What should we say to Socrates to change his mind about what constitutes a good life?
RE: Experts
I think that experts in Platos work are a concept that excludes everyone being the expert, so it is an odd use of the term. However, I suppose that you could use it in the case of us being experts of ourselves, but experts on the ideal of ourselves generally would be ridiculous. I think you agree with this.
Here's an analogy. The state is a tool, like a hammer. The possibility of hitting the nail with the hammer entails the possibility of missing the nail and hitting your thumb instead. Therefore, if the hammer is dropping and you know it's missing the nail and about to hit your thumb, you ought therefore not remove your thumb.
I'm not saying that Socrates couldn't be rational and still make the choice he made, but I can't see the above as a rational argument for his choice.
If we resolve to disobey the state whenever we disagree with it then we never really give the state authority in principle. Now, this is certainly a possibility since the state does not need to exist and we do not necessarily need to feel as if we have submitted ourselves to the state. However, if we do grant the state authority it would be inconsistent to add the caveat that it has authority over us only when we agree with it.
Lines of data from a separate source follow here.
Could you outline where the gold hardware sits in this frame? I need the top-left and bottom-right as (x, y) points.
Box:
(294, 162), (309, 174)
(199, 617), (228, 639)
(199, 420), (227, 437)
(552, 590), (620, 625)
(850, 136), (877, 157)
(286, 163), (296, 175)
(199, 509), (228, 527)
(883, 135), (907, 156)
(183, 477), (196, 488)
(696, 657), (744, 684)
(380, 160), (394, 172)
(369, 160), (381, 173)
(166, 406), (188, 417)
In the case of the hammer, it is submitted to our authority, but in the case of the state we are submitted to it. I think in this way the example of the hammer is not a perfect analogy with what Socrates has in mind by the state (something we are submitted to).
This submission to the state is very peculiar, we sacrifice our freedom to the state for some greater security (freedom in a different sense). We must understand Socrates as having submitted himself to the state in this way and then the question of what we really get in return for our submission opens up as an additional and larger question (maybe addressed in Plato's Republic).
I think it is a valuable exercise to consider what it is that we require to live a good life, and if the ways in which we are submitted to our state (or any authority) actually contribute to that personal well-being, or if this submission only produces new ways of being insecure so that we actually have a net loss in freedom. Certainly we have seen examples of states where it would be better not to be in one at all. The Crito does not address these concerns directly, but provides an avenue of opening these questions. My interest in defending Socrates decision on the grounds I have are in the interest of this broader question that is more compelling to me.